Australia’s student debt system is facing renewed criticism as $1 billion is added to HECS debts on Monday, with the annual indexation hike of 2.8 per cent taking effect. The increase adds approximately $770 to the average student debt of $27,600, sparking concerns over a “broken system” that leads to “debt spirals”.
Proposal to Shift Index Date
Independent MP Monique Ryan has proposed moving the annual indexation date from June 1 to November 1, after tax time. Modelling commissioned by Dr Ryan and conducted by the Parliamentary Budget Office suggests this change would reduce HECS debt by $58 million next year, compounding to $150 million less per year by 2036. Compulsory HECS payments are not applied to reduce debt until after tax returns are filed, so a later index date would apply to a smaller balance.
“When you make a payment on your home loan, its balance goes down,” Dr Ryan said. “Graduates’ HECS payments aren’t being accredited to their accounts in real time, and that’s costing them dearly, as indexation is applied before the end of the financial year. Young Australians are already under immense financial pressure. Today they’re waking up to find their student debt has grown again. We need to fix this broken system.”
Fiscal Impact
The November 1 index proposal would reduce the federal government’s underlying cash balance by $1.2 billion over the next four years if implemented this year. However, the policy would lead to a $3.49 billion decrease in debt not expected to be repaid over the coming decade. This loss is offset by $4.92 billion less in concessional loan discounts, resulting in a net reduction of $1.005 billion in the government’s fiscal position over four years.

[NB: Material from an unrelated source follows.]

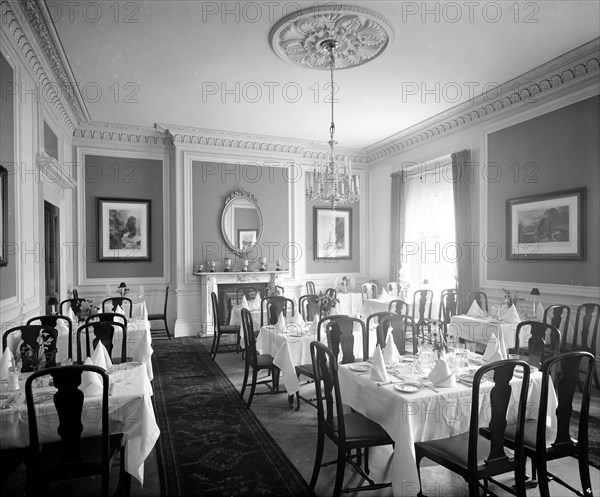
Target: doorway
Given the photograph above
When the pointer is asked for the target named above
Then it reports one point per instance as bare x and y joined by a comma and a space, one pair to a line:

Criticism of Government Policies
Dr Ryan criticised both Liberal and Labor governments for the rising student debt, stating, “Rising student debt is not an accident. It’s the result of deliberate policy choices made by Liberal and Labor governments. The cost-of-HECS crisis was created by Scott Morrison and has been allowed to continue under Anthony Albanese.”
She also targeted the Job-ready Graduates scheme, introduced in 2021, which cut costs for science and mathematics degrees by 59 per cent but raised arts degrees to over $50,000 and reduced university enrolments from low socio-economic backgrounds. “The Job-ready Graduates scheme has doubled the cost of many degrees. It’s the worst tertiary education policy in this century. Scrapping the Job-ready Graduates scheme remains unfinished business,” she said.

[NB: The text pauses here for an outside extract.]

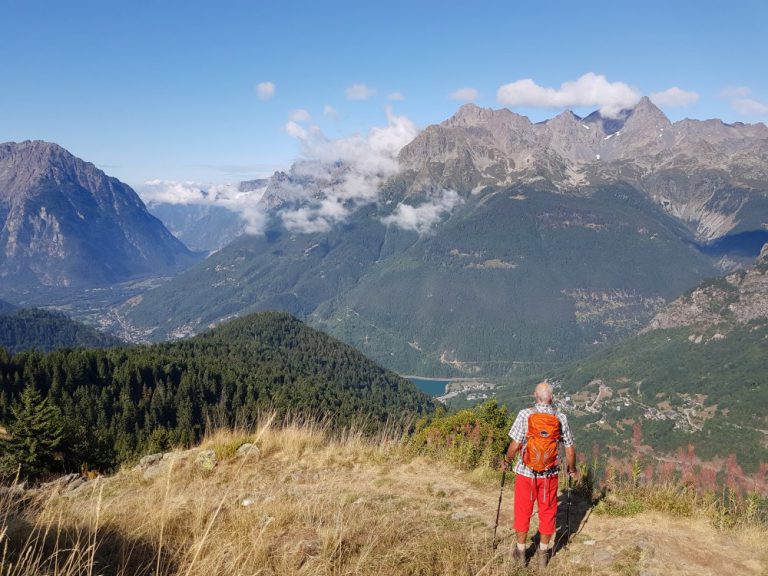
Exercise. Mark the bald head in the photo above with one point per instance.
(543, 393)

Government Actions and Greens’ Response
In 2025, the federal government fulfilled an election promise by wiping 20 per cent off all HECS debts. The annual indexation benchmark was also adjusted to be tied to whichever is lower of the inflation rate or wage price index.

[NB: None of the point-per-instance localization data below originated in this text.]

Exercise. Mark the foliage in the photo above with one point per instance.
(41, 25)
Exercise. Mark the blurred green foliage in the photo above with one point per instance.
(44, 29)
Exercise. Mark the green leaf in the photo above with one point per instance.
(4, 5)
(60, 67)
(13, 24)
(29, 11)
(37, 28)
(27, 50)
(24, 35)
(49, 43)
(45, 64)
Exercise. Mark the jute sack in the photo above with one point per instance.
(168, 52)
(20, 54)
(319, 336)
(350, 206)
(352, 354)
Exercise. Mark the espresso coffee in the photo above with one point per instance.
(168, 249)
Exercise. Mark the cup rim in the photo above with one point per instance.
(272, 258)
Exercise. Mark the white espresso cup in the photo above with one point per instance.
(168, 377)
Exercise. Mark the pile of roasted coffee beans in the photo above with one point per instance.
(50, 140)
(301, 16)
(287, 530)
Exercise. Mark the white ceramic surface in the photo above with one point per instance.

Greens senator Mehreen Faruqi said the “debt spiral” on $50,000 arts degrees intensified with Monday’s index increase. “The Prime Minister cannot claim to be addressing intergenerational inequity while keeping in place the grossly unjust Job-ready Graduates fee hikes, which are disproportionately impacting young people and already disadvantaged students. Young people are already being locked out of the housing market, denied loans and rethinking dreams of further study, and things are only getting worse because Labor has not scrapped Job-ready Graduates,” Senator Faruqi said.